Neue Impulse im aktuellen Gelehrtenstreit zum Kaiserreich

Mit dem Wunsch nach mehr Tiefenschärfe in der Forschung zum Deutschen Kaiserreich, nach ergebnisoffenen Debatten in der Geschichtswissenschaft und differenzierter Übersetzung für den Bildungssektor, politische Institutionen und Kultureinrichtungen ist am Dienstagabend eine internationale Historiker:innen-Tagung und online-Konferenz zu Ende gegangen. In Kooperation mit der Goethe-Universität veranstalteten die Staatlichen Schlösser und Gärten Hessen (SG) in Bad Homburg den fruchtbaren Austausch mit dem Schwerpunkt „Das Kaiserreich vermitteln: Brüche und Kontinuitäten seit 1918“. Er stand unter der Schirmherrschaft des Hessischen Ministerpräsidenten Volker Bouffier und wird großzügig von der Kulturstiftung der Länder sowie der Hessischen Kulturstiftung unterstützt. Zu Beginn des nächsten Jahres wird ein Tagungsband veröffentlicht.

Mehrfach bezogen sich die Teilnehmenden auf die Rede des Bundespräsidenten Frank-Walter Steinmeier Anfang des Jahres zur Gründung des Kaiserreiches vor 150 Jahren.
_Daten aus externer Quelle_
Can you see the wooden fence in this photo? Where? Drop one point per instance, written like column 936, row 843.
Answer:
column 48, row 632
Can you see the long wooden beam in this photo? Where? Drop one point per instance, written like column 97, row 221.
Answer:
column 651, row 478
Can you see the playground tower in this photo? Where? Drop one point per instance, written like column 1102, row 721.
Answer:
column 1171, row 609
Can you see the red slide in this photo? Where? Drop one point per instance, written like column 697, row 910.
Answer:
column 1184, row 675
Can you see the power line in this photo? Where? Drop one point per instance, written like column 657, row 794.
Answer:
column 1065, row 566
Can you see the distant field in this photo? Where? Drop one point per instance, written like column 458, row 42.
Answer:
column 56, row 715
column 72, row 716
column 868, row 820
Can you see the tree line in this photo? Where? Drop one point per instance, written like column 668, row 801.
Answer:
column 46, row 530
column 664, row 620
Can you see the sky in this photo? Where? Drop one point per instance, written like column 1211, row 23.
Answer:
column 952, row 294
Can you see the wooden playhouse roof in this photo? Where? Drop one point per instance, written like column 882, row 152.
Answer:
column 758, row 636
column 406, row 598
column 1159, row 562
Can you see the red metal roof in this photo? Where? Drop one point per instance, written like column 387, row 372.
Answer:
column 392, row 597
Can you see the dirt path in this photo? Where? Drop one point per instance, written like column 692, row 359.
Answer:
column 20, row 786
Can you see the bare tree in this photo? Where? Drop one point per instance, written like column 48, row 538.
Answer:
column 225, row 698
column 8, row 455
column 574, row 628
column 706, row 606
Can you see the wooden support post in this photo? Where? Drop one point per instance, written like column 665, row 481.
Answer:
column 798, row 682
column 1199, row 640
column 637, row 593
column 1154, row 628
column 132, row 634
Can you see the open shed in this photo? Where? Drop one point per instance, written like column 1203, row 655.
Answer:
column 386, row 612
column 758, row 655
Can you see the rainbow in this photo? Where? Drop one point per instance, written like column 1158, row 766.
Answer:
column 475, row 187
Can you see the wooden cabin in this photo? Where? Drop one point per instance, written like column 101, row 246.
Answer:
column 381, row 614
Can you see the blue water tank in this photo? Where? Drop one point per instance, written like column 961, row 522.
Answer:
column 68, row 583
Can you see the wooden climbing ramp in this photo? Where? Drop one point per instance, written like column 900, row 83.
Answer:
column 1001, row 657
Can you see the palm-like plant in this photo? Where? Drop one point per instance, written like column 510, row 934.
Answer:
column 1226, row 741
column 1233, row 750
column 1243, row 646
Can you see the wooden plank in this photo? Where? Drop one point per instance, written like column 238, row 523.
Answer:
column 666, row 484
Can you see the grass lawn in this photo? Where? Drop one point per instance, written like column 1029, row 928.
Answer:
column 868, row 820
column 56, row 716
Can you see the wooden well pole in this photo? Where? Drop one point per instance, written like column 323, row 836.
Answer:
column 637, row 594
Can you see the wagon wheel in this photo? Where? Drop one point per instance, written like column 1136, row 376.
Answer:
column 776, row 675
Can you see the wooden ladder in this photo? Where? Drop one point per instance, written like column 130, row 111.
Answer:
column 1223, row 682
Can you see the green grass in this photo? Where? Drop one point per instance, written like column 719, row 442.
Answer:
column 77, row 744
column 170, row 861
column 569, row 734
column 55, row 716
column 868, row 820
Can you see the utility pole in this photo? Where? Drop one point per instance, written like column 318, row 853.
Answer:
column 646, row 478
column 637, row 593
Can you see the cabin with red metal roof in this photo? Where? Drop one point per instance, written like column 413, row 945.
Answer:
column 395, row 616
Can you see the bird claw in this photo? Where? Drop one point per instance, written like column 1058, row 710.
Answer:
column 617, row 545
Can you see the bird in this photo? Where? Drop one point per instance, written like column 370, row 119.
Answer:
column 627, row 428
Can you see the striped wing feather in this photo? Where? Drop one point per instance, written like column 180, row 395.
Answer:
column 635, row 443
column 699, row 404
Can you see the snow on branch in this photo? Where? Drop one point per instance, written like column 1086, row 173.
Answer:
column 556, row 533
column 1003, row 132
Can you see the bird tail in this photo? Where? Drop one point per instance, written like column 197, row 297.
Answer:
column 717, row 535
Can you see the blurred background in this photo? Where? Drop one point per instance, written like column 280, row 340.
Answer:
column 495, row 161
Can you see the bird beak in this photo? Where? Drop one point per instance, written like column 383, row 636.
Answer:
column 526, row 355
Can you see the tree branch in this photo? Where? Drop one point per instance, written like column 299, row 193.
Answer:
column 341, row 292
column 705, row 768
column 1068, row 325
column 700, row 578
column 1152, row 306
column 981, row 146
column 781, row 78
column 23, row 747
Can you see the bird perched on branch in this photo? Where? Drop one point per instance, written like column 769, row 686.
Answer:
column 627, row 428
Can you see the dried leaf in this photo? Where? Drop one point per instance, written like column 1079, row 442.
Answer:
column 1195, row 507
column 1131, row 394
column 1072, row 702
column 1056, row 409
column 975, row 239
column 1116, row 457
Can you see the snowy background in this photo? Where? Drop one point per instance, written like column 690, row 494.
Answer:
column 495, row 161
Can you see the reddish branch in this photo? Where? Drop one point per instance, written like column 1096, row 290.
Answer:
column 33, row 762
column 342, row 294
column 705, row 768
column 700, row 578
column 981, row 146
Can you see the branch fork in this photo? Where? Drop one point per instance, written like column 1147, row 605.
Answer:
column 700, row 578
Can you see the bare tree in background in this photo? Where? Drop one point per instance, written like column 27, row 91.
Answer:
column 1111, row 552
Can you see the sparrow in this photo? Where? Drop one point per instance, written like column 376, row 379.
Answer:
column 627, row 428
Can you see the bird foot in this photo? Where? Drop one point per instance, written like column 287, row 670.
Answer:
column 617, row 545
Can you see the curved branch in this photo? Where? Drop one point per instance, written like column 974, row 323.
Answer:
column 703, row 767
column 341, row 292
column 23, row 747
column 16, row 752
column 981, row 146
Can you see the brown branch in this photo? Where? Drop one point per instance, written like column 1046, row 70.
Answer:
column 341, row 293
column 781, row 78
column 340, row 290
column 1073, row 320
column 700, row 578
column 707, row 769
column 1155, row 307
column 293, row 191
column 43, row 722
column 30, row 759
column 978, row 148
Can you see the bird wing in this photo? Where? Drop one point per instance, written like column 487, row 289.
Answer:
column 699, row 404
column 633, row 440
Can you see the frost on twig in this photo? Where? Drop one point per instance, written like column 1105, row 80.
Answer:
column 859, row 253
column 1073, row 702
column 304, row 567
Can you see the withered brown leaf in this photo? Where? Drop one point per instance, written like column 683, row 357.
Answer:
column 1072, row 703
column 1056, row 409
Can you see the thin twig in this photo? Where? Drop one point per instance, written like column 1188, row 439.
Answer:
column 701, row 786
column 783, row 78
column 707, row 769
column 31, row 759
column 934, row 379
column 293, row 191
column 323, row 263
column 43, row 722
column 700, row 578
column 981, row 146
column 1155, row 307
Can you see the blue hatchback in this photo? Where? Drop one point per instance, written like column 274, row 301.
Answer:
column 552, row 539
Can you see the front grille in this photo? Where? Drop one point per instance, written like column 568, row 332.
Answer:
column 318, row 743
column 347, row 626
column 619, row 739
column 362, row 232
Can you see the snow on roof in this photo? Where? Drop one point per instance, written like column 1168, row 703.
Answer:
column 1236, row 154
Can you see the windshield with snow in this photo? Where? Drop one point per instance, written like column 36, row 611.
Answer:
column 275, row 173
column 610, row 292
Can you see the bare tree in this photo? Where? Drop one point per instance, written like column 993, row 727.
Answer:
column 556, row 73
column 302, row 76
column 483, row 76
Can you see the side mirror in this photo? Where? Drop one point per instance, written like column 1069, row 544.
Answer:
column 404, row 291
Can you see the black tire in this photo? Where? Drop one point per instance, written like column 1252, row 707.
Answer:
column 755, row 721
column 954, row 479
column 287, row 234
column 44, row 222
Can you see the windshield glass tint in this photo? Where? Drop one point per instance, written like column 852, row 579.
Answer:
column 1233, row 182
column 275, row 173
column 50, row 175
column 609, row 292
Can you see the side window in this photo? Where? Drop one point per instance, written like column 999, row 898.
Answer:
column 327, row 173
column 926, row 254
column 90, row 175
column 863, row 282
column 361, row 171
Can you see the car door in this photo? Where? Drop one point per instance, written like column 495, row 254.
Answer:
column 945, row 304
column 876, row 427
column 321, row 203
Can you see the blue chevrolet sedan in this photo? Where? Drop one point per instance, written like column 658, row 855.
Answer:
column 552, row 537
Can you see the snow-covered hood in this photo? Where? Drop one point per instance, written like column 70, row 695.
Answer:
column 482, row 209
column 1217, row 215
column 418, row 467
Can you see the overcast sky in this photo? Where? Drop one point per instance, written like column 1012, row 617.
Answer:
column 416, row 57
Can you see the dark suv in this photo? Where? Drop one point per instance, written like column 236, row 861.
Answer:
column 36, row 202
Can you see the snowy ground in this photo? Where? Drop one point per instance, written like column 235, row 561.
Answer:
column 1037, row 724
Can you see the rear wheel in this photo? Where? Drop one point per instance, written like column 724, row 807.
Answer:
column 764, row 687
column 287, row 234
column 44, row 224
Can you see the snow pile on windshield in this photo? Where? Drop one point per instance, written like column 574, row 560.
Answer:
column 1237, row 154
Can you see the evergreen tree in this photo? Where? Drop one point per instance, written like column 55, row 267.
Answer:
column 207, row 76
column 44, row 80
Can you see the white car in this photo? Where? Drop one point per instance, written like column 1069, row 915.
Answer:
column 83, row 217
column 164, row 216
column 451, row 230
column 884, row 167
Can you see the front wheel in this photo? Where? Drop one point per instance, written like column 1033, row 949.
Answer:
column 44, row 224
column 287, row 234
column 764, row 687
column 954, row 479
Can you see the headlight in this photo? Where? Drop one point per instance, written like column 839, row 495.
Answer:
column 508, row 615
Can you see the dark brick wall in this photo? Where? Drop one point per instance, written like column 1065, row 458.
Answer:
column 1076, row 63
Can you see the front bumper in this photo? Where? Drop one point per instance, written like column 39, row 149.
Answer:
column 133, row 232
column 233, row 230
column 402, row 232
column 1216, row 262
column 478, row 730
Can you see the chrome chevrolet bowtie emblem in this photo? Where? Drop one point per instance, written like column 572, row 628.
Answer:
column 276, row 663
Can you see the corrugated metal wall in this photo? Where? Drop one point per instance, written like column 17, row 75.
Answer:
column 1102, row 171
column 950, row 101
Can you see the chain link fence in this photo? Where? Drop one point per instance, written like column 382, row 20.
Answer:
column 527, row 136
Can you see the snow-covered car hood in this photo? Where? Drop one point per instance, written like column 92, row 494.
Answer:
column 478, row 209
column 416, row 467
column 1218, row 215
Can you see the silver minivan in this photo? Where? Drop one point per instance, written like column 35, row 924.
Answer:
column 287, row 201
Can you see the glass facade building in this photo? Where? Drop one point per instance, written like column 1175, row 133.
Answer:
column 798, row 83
Steinmeier zufolge stünden die Deutschen „dem Kaiserreich heute so beziehungslos gegenüber wie den Denkmalen und Statuen von Königen, Kaisern, Feldherren aus dieser Epoche“. Auch der Tagungsleiter, Prof. Dr. Torsten Riotte (Goethe-Universität Frankfurt) stimmte dem zu. Der Blick zurück auf diese Zeit sei ein schwieriger. Zu den alten, durchweg negativen Urteilen, die noch wirkmächtig seien, kämen aber laufend Forschungserkenntnisse hinzu, die die Moderne der Epoche betonten. Neue Interpretationen, insbesondere zu Kontinuitäten, seien gewinnbringend in einen öffentlichen Diskurs einzubringen.

Inmitten hitziger, gegenwärtig in der Publizistik und unter Fachhistoriker:innen geführter Debatten bezweckte die Tagung, die aktuelle Wissenschaft besser mit der Vermittlung (Schule, Universitäten, Ausstellungen, Führungen) zusammenzubringen. Sie war motiviert von der bevorstehenden Wiedereröffnung der kaiserlichen Residenzappartements im Bad Homburger Schloss. Nach zehn Jahren baulicher Sanierung des Gebäudes und Restaurierung des Inventars ist der Museumstrakt von Anfang September an wieder zugänglich. Er zeigt die einzigen, noch authentisch eingerichteten Wohn- und Repräsentationsräume der Hohenzollern-Könige und –Kaiser in Deutschland. SG-Direktorin Kirsten Worms rechnet damit, dass künftige Besucherinnen und Besucher „frische Zugänge an die didaktische Darstellung und museumspädagogische Vermittlung“ erwarten.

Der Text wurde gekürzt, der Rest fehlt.